Researchers discovered a new Linux malware named "Hadooken" that specifically targets Oracle WebLogic servers. The malware exploits weak passwords to gain access and then deploys both Tsunami malware and a cryptominer. The attack flow involves using a combination of shell and Python scripts to download and execute the Hadooken malware, iterating over SSH data to move laterally within the network, and employing cron jobs for persistence. Additionally, Hadooken clears logs to avoid detection and potentially sets the stage for future ransomware deployment.
The attack targets Oracle WebLogic Server, a widely used enterprise-level Java EE application server. Due to its common use in sectors like banking and e-commerce, WebLogic often becomes a target for cyberattacks, especially when vulnerabilities and misconfigurations, such as weak credentials or exposed admin consoles, are present.
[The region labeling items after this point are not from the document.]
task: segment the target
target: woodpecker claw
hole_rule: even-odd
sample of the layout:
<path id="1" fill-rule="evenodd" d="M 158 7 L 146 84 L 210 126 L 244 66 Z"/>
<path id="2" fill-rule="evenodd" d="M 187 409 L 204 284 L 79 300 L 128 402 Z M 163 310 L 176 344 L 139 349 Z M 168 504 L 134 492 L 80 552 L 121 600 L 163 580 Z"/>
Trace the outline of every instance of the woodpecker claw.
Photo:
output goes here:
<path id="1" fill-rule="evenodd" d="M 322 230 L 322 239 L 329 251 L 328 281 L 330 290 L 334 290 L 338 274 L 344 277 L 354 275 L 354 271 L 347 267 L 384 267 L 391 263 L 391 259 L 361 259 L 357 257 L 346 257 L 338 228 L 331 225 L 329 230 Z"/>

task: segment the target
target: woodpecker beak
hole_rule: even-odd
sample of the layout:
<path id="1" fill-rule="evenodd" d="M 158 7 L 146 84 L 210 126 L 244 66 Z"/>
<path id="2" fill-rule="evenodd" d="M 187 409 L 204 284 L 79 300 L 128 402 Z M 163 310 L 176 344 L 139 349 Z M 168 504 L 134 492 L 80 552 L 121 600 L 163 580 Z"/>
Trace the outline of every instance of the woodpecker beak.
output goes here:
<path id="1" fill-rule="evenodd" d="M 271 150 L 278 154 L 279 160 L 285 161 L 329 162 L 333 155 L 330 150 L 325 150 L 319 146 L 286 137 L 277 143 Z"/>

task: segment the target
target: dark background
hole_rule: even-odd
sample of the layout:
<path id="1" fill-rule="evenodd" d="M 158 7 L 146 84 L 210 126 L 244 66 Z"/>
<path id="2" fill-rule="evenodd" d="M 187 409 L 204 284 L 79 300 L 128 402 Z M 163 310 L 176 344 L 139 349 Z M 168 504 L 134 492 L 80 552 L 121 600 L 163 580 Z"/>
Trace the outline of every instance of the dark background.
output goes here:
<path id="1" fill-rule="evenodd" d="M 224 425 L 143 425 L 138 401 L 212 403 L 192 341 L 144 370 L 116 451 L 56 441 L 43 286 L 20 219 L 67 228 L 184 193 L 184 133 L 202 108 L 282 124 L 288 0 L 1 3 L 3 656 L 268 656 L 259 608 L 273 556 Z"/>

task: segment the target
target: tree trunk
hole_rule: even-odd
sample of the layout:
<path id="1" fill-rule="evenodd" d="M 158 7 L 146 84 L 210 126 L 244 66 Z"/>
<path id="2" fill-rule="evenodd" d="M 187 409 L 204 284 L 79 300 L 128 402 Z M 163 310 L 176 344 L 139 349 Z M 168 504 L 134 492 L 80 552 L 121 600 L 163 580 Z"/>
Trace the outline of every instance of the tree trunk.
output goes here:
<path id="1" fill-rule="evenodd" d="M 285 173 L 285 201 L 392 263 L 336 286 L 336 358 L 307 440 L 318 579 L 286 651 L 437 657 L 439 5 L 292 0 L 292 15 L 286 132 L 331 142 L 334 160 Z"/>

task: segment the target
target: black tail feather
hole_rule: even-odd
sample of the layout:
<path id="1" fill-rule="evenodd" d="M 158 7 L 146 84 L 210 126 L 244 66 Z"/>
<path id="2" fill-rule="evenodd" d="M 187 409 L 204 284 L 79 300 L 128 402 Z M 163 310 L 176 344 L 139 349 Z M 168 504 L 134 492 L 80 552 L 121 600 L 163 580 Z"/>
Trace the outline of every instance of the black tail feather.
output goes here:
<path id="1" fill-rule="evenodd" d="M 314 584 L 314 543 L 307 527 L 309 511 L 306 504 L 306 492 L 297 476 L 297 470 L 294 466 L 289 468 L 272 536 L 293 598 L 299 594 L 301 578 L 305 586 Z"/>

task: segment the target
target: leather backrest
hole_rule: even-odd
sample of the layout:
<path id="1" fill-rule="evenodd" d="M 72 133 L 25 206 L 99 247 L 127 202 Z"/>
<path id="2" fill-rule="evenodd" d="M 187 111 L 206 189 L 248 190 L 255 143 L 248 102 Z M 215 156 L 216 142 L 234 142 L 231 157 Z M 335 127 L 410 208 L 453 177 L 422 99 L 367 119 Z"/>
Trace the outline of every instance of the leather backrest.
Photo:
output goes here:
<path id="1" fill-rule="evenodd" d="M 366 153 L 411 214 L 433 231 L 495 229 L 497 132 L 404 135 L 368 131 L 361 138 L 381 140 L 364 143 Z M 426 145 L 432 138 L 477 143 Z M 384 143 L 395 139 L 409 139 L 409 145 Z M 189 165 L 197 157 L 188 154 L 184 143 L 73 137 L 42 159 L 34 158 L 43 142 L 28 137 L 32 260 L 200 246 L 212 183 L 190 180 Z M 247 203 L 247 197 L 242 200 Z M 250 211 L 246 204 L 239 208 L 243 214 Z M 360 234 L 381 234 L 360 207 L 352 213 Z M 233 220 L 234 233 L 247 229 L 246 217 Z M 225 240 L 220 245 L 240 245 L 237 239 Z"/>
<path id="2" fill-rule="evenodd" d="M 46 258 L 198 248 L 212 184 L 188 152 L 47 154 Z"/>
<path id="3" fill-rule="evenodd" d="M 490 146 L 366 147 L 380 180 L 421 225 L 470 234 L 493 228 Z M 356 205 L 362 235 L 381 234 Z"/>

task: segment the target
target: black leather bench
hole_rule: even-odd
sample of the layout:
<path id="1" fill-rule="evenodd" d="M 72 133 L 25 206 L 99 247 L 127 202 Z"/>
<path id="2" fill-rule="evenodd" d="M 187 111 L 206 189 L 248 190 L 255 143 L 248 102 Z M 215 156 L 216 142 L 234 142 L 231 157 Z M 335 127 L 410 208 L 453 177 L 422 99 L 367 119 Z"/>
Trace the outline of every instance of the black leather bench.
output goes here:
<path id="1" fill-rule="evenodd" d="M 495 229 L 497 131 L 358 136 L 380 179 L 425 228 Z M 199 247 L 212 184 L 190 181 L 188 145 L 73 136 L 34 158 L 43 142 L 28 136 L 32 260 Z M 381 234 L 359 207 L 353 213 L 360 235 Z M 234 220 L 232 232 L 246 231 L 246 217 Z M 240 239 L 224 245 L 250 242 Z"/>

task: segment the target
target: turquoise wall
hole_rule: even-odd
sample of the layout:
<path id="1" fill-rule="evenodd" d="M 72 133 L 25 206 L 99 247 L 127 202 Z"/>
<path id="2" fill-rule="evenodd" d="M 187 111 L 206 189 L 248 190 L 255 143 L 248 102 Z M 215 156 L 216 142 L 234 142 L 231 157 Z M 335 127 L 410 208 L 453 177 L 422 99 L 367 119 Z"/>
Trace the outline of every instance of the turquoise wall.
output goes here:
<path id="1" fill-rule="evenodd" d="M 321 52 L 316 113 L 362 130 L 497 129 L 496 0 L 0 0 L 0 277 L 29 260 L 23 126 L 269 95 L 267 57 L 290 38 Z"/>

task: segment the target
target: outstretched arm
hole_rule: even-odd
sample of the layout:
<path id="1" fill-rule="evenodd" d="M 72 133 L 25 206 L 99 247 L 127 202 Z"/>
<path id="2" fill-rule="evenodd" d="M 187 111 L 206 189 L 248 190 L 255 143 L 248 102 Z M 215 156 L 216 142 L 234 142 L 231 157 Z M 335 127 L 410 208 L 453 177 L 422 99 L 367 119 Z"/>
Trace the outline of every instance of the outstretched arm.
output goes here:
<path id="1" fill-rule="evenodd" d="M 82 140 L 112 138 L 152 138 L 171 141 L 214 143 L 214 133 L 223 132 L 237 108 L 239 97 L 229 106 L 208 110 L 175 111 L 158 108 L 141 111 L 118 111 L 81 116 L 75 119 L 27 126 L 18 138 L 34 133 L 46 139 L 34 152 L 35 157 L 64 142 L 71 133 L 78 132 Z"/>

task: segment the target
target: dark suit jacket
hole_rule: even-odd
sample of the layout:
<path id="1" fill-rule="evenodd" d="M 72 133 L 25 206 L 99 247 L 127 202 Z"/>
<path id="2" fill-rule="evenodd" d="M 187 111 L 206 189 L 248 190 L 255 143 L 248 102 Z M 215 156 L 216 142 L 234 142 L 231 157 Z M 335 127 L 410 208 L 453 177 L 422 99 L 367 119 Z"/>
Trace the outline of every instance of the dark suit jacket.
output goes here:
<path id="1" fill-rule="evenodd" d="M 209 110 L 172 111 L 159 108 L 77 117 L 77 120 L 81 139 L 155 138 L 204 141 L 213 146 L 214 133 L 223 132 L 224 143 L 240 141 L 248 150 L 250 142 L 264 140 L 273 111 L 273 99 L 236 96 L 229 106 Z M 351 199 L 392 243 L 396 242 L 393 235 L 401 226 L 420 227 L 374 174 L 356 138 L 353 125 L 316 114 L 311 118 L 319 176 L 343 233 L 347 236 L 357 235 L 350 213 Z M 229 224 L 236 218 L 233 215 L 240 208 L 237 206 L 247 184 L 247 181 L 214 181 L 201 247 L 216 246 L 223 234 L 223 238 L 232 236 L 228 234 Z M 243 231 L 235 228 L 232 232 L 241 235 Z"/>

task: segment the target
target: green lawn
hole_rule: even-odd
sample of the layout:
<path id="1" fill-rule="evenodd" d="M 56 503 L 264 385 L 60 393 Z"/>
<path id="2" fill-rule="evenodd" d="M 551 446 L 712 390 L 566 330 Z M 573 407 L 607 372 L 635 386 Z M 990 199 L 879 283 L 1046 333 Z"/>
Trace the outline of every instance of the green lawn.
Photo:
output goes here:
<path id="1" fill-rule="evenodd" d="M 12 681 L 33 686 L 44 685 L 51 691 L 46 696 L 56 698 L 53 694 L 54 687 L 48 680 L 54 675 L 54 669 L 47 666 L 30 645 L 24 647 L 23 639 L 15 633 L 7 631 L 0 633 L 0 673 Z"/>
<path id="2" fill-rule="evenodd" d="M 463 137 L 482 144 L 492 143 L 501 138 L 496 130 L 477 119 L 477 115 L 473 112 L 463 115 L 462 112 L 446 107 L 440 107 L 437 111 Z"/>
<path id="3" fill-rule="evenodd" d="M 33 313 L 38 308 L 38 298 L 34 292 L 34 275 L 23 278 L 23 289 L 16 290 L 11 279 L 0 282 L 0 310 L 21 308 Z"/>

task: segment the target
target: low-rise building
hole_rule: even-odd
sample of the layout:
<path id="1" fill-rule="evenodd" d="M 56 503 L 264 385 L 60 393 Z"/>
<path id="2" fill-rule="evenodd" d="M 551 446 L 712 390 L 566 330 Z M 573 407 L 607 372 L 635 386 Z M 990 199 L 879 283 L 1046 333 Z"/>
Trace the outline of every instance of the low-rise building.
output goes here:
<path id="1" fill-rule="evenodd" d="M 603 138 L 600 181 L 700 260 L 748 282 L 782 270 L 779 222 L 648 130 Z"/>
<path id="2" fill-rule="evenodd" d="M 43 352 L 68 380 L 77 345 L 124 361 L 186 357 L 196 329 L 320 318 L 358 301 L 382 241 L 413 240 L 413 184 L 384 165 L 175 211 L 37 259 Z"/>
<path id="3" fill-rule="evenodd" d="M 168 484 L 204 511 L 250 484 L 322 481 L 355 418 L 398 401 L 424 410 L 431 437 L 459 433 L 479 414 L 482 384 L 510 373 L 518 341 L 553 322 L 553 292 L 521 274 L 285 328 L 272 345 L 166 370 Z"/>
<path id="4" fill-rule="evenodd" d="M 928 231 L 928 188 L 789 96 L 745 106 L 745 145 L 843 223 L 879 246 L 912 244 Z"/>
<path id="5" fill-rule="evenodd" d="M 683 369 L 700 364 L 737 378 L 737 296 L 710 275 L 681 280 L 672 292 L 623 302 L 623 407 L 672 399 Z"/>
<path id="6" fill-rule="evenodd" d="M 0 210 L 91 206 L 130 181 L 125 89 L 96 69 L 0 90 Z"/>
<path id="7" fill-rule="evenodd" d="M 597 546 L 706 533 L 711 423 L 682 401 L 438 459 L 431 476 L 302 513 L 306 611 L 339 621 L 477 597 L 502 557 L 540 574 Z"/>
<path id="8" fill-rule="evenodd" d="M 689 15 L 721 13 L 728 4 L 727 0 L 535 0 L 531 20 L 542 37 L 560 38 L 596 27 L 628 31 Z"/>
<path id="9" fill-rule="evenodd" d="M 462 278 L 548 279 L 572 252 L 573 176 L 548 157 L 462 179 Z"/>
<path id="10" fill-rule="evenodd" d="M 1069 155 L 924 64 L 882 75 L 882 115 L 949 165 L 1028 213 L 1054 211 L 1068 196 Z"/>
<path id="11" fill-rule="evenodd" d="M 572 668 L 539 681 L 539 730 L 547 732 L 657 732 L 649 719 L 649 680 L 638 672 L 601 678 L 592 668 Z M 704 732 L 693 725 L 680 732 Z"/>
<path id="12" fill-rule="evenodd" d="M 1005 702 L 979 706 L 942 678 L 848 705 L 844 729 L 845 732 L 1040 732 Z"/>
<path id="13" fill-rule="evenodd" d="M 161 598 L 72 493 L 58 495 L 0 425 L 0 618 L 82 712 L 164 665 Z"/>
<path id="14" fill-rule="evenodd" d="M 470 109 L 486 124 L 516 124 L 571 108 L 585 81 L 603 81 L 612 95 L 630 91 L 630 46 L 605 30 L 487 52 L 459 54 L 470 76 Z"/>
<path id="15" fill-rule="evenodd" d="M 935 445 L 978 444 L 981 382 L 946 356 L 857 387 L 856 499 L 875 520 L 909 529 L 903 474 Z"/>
In this case, the attack begins by exploiting a weak password to gain remote code execution on the server.
Once access is gained, malicious shell and Python scripts are executed to download and run the Hadooken malware in non-persistent directories. This malware includes both Tsunami malware and a cryptominer, which are dropped into multiple paths under various names, such as -java and -bash. The attack involves creating cron jobs with random names to maintain persistence, allowing periodic execution of the cryptominer. Additionally, the attack iterates over SSH directories to gather data and attack known servers, enabling lateral movement across the network. The attackers also delete logs to evade detection.